Alex dialed the number. "Hey, Dad. I've got a real heavy patient load today, so I wanted to go ahead and call because I didn't know when else I'd be able to reach you."

The Seimens whirred softly in the background, its automatic imaging sequence well underway. The patient, tucked under warmed blankets, smiled.

"Yeah... yeah... okay...," Alex nodded into the phone. "Do you know when you and Mom will be here? Will it be tomorrow or Tuesday?"

The patient kept infinitely still, breathing regularly but so as not to disturb her position.

"Okay. I'll see you then, Dad. Bye," Alex said, putting down the phone.

The Seimens continued to scan the patient's heart. Perfusion—a test to see how much blood the heart is holding at rest and after stress. What about the heart that scans the patient heart? That heart under stress, how much can it hold?

"Pshew! Wow. You didn't move a muscle did you? Great pics!" Alex said.

The patient rose from the table and settled into her wheelchair. Alex folded one blanket in half and spread it across the patient's lap. Then he trekked across the unit to the closet where the blanket warmer was kept.

"Lean forward just a little," Alex said to the patient. He draped the warm blanket across the patient's shoulders. "We'll get you finished up down here and back upstairs to get something to eat."

The patient was wheeled into another room. A chemical stress test was induced. The patient was returned to her room in the observation ward. She was, after eleven hours, allowed to eat. The patient rested. Her father and mother and husband arrived. The cardiologist came. He spoke of ifs and thens. The patient was summoned for her second set of scans.

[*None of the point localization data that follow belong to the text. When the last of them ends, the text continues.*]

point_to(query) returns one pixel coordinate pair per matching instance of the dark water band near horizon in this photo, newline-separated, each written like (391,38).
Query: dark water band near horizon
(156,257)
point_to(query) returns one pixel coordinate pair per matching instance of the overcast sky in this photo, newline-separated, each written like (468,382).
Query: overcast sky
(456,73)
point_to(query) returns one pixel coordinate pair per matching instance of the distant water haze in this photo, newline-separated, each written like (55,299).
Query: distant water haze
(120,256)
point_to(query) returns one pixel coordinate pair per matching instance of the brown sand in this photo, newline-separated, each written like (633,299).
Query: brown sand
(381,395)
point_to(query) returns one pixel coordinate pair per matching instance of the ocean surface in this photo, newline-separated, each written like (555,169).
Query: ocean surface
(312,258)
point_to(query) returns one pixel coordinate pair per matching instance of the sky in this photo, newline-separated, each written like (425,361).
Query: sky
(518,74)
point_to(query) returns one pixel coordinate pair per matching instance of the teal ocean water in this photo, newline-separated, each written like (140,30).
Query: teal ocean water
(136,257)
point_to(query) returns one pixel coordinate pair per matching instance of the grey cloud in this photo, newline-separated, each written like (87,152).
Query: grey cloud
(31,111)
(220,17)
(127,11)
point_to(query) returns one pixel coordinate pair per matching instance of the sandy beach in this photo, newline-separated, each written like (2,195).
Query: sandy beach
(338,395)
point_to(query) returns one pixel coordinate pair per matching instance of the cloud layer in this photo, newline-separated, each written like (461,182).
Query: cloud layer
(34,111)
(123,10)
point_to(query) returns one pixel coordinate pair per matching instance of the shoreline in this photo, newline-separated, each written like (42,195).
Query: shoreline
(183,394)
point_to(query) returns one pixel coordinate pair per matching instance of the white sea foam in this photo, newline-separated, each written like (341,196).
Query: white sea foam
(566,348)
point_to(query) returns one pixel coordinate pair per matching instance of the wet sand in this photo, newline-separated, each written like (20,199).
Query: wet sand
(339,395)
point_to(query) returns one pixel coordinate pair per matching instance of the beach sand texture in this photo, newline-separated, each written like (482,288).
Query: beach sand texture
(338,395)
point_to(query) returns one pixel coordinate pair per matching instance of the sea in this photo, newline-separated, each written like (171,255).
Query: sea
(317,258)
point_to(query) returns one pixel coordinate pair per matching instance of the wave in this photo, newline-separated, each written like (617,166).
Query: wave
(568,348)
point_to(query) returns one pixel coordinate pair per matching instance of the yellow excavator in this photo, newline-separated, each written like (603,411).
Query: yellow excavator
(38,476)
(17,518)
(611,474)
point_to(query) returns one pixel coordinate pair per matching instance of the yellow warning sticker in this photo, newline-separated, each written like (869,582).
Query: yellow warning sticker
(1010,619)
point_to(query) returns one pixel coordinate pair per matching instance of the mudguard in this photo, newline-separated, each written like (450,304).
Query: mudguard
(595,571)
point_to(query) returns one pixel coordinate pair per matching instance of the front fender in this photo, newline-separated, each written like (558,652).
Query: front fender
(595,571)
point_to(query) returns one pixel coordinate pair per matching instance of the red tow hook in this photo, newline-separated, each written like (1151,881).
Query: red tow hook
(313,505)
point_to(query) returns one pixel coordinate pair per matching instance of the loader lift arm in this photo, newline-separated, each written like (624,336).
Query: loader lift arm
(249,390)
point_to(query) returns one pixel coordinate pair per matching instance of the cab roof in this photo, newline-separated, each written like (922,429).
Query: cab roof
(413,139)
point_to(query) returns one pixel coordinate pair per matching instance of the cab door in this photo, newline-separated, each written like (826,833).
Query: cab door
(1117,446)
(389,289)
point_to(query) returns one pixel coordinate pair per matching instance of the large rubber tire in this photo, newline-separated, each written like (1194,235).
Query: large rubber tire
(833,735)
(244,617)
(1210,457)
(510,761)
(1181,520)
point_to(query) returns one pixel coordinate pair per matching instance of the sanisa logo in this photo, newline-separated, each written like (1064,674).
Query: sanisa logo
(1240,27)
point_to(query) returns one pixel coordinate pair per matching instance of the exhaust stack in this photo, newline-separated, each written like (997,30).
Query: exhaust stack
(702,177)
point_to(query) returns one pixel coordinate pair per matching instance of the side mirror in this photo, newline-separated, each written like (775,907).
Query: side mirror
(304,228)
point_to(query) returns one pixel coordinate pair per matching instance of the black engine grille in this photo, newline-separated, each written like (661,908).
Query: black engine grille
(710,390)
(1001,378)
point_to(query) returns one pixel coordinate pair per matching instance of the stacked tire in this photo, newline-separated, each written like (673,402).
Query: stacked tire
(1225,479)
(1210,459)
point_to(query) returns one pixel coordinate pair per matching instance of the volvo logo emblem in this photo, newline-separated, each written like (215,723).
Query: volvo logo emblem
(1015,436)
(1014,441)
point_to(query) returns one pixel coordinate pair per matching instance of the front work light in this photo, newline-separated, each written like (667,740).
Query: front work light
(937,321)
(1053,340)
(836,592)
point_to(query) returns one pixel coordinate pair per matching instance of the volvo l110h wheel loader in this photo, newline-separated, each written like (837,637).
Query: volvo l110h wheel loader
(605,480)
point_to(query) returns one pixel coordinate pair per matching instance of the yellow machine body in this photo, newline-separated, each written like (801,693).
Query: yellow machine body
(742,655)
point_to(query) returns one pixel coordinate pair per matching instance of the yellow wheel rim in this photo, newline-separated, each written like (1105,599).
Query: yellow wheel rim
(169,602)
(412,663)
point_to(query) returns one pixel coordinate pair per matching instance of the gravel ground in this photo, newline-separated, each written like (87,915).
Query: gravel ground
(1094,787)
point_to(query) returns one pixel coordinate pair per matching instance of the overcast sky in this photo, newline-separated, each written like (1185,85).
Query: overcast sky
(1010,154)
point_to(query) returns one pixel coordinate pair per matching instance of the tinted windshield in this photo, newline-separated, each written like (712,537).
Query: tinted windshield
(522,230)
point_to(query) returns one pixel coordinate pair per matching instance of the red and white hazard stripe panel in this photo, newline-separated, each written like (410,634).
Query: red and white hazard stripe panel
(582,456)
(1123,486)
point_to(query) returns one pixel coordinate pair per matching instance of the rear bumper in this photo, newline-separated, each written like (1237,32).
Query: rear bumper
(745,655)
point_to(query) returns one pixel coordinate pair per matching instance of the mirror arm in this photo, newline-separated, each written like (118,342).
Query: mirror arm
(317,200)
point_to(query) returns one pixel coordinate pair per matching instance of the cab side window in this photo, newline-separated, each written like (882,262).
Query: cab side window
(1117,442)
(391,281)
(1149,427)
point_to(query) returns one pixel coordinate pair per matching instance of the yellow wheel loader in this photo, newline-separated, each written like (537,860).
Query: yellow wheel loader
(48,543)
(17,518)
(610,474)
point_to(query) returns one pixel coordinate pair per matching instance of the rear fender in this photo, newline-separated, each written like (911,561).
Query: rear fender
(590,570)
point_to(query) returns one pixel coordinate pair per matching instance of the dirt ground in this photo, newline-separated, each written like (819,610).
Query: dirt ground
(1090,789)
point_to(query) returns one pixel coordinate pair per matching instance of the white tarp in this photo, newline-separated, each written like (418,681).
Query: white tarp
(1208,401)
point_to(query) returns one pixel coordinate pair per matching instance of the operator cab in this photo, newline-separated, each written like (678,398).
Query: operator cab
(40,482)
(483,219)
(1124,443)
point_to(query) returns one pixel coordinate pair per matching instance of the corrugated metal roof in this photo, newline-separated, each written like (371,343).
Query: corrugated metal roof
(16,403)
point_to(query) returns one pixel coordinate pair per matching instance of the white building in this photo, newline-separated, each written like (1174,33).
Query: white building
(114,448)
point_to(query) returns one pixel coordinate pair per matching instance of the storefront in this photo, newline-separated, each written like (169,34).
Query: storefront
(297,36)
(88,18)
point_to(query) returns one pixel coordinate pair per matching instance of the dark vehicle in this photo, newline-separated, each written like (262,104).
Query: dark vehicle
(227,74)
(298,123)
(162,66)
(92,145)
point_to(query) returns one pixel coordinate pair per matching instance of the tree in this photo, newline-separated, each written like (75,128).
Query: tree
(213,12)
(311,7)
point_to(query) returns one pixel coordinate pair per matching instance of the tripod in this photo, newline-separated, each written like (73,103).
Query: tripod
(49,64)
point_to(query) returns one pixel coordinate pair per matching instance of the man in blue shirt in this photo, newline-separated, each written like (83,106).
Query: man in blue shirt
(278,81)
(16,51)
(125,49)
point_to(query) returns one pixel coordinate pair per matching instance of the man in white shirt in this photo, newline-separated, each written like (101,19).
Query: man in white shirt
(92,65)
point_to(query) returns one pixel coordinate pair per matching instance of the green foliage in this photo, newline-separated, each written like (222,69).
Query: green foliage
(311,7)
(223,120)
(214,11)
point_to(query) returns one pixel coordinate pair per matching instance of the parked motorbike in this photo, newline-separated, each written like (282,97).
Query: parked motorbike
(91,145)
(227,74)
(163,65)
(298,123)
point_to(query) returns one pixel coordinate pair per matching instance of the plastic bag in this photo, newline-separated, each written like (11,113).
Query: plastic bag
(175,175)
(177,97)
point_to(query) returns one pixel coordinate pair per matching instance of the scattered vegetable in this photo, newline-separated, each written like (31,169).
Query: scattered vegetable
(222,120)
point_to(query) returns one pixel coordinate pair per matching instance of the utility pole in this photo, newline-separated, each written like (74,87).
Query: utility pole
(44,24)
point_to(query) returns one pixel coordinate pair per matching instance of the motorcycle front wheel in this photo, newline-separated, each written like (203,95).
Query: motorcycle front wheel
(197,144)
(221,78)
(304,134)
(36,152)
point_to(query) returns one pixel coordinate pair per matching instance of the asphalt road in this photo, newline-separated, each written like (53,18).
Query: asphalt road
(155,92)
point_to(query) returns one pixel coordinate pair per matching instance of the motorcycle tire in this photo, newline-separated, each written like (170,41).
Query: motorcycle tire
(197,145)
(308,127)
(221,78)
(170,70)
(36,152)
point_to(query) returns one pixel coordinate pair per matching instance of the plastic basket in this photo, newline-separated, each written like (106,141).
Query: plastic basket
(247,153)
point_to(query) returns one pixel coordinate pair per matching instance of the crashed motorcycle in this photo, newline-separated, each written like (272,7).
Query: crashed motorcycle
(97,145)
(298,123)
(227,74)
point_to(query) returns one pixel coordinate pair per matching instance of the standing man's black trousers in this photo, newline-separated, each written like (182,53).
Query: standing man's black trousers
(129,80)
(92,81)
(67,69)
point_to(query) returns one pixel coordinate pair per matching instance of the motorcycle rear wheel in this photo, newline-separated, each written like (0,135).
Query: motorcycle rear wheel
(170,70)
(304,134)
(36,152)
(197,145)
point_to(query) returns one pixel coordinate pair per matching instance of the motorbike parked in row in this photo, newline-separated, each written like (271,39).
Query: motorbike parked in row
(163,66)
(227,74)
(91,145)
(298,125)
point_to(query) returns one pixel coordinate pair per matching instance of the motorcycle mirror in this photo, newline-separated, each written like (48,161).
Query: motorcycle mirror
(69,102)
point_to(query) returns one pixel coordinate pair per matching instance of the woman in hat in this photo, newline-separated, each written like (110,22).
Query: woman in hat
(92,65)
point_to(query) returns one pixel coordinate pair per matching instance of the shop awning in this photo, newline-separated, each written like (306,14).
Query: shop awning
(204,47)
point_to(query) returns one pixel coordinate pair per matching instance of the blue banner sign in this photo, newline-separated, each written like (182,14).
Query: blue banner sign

"Did you get something to eat?" Alex asked as soon as he saw the patient's face.

The patient smiled. She settled down on the table with her arms resting above her head. Again, warm blankets were tucked around her. Again, the Seimens began to whir. Otherwise, it was quiet. The patient was relaxed.

"How much longer does this thing have?" she asked in a low voice.

"Six and a half minutes," Alex said with concern in his voice. "Why?"

"I'm falling asleep," the patient said.

"Oh, yeah, if you fall asleep, you might jump when you wake up. I could sing to you, but they'd probably fire me for torture," Alex said.

"Tell me about your dad." That's what the patient should have said. Alex's Father's Day was spent with a surrogate family, a family of wounded hearts in need, hearts made perfuse, at rest and after stress, with his care.


(With thanks to my own father who spent his Father's Day reading the newspaper in a big, green recliner by a hospital bed—instead of reading the newspaper in a big, green recliner at home—and took a raincheck on the family cookout and promised blueberry and goat cheese pie.)